Powerful servers and processors are the workhorses of AI. Behind the scenes, Intel® Xeon® processors handle high-performance computing for a wide range of tasks, including AI applications, while the Habana® Gaudi® accelerator tackles deep learning workloads. Together, this infrastructure duo is helping train and deploy revolutionary AI models.
Category
🤖
TechTranscript
00:00 When you're looking at how to infuse AI in your application,
00:05 the hardware conversation happens later.
00:08 When you get to the point to where you understand what your workload is,
00:12 whether it's built in-house or developed externally,
00:16 you know what workload you want to run.
00:18 Then you start looking at, okay, infrastructure, what do I run this on?
00:23 AI is not necessarily a special built AI box
00:28 that you plug into the wall and it does your AI.
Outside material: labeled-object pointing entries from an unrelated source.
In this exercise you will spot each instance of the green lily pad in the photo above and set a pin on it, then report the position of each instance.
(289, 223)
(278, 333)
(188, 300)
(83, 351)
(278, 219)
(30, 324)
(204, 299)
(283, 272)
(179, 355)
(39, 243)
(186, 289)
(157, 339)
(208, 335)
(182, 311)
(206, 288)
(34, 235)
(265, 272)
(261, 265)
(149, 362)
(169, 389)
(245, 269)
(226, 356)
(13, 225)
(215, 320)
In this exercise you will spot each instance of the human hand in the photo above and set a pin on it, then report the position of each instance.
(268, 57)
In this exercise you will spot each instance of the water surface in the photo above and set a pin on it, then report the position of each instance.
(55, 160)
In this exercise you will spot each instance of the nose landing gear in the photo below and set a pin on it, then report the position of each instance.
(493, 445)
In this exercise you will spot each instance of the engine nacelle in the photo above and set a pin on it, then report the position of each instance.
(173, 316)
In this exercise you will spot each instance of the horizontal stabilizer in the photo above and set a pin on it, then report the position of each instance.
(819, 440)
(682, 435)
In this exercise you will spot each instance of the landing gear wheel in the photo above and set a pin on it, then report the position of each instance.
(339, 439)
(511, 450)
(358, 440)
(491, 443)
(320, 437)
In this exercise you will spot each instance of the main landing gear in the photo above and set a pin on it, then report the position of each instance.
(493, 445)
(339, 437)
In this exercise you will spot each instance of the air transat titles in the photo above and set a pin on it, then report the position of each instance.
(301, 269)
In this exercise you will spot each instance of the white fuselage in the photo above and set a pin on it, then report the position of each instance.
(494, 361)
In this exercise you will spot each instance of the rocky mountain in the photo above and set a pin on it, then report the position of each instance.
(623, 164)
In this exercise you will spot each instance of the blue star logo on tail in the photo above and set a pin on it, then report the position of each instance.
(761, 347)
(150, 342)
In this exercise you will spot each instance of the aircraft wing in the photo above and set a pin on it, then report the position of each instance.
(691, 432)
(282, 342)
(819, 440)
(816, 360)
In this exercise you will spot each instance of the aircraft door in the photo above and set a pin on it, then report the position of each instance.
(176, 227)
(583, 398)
00:31 AI needs to run on your general purpose infrastructure.
00:35 I'm Monica Livingston, and I lead the AI Center of Excellence at Intel.
00:43 Being able to run your AI applications on general purpose infrastructure
00:48 is incredibly important because then your cost for additional infrastructure is reduced.
00:55 For Intel, we spend a lot of time adding AI performance features
01:00 into our Intel Xeon scalable processors.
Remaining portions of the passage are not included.